It was in jail when a doctor provided a mental-health evaluation — a first for Mays — and presented a diagnosis of schizophrenia.
"He told me what was wrong, and I agreed with it," Mays said. "I just took it. It sounded right."
With the help of the Mental Health Association and the Community Service Council program A Way Home, Mays is now on medication. He has been sober for two years and lives in supportive housing, where he also works as the janitor.
"I had low self-esteem," he said. "I couldn't hold a job or anything like that. I wanted to, but I was just hyper and couldn't stay still. When I take my medication, I think clearer and can focus better. I'm mellow."
The 56-year-old is not chatty, preferring to listen. He maintains an apartment, has a girlfriend and goes to casinos for entertainment.
"If I would've gotten help for my problem sooner, I might not have been on the streets," Mays said.
Need for services
Oklahoma ranks No. 2 in the prevalence of mental illness in the nation, No. 8 in addiction to prescription drugs, and it has the 12th-highest suicide rate, according to data from two federal agencies.
The state ranks fifth in the U.S. in overdose deaths from drugs, according to a report from Trust for America's Health.
Yet at least 70 percent of Oklahoma adults and 40 percent of youth are not getting treatment. It's higher for substance abuse problems.
Each day, 600 to 900 residents with an assessment requiring services do not get it, according to the Oklahoma Department of Mental Health and Substance Abuse.
This is leading people to spiral into crisis. They end up failing school, neglecting children, becoming homeless and landing in jails and prisons due to behavior from their untreated illnesses.
Much focus has been placed on the lack of treatment beds in Oklahoma, but that's a sliver of the issue.
"It's not just the need for beds, it's the need for every level of service," said Terri White, director of the state mental health and substance abuse department. "We hear about beds more because that's the focus of the crisis at that moment and law enforcement is involved in the transport. Don't misunderstand me, we need beds.
"But we also desperately need more outpatient services. Two-thirds of people who need outpatient services can't get them. The beds are critical, but so are outpatient services to keep people from ever going into a crisis — and that is much less expensive."
Advocates say the state is paying more for not providing services by the increased costs in child welfare, law enforcement, unemployment and lost wages and revenue.
"As a state, we have chosen to invest money in downstream systems like incarceration," said Mike Brose, executive director of the Tulsa Mental Health Association. "It's not working."
Police work overtime
Tulsa Police Officer Susannah Ralston has 14 years of experience and became the department's mental health liaison a few years ago.

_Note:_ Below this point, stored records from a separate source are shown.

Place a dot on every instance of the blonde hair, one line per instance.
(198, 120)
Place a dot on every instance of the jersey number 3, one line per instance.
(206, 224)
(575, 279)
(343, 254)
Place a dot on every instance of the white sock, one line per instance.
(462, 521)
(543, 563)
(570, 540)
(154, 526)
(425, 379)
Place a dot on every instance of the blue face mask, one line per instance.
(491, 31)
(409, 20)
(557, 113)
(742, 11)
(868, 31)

TPD receives about 750 calls each month involving someone with a mental health issue, she said.
In fiscal year 2011, Tulsa police spent about 214 hours transporting patients at a cost of about $7,967. That drastically increased last year to about 2,292 hours on transports at a cost of about $95,301.
So far this fiscal year, the department has expended more than 1,617 hours at a cost of $66,751 getting people in crisis to a hospital bed.

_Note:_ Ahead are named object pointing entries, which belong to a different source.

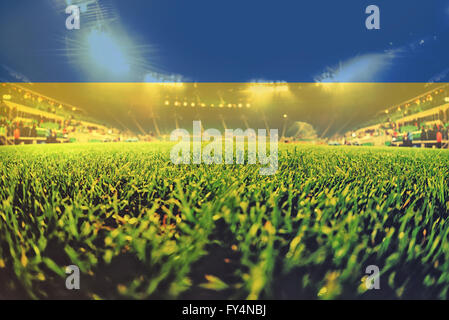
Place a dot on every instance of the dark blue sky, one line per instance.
(232, 40)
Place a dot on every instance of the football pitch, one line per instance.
(139, 227)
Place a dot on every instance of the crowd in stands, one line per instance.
(410, 133)
(49, 125)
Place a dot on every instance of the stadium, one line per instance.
(92, 205)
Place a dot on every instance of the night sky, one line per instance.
(232, 41)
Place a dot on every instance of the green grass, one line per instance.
(140, 227)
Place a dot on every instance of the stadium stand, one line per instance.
(420, 122)
(26, 117)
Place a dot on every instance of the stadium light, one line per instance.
(106, 52)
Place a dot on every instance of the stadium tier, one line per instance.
(419, 122)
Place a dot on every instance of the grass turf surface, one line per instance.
(140, 227)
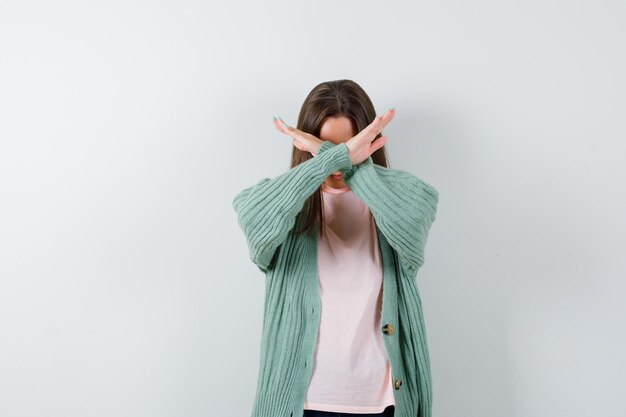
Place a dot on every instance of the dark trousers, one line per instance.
(387, 412)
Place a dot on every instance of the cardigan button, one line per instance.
(388, 328)
(397, 384)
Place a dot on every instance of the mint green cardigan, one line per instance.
(404, 207)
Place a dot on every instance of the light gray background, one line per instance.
(127, 127)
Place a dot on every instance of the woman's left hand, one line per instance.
(301, 140)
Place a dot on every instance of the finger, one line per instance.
(378, 143)
(298, 145)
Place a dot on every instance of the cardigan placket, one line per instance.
(292, 310)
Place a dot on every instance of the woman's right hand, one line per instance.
(360, 147)
(363, 144)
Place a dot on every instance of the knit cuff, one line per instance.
(346, 172)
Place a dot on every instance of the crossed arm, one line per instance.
(403, 205)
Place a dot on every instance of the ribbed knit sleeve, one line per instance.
(403, 205)
(267, 211)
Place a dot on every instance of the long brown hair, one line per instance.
(331, 99)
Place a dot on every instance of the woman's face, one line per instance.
(336, 130)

"It seems to me like we have more and more mentally ill people, and the calls have exploded," Ralston said. "We don't have enough beds. The majority of the week, all state beds are full, so we have people sitting in hospital beds waiting to get treatment. They aren't getting the treatment they need while they wait."
For people accused of committing a felony, they sit in jails.
Since January 2011, 890 Tulsa residents have been transported a total of 180,806 miles by officers to find a treatment bed out of town. The average is about 22 patients a month to cities as far as Lawton or Clinton.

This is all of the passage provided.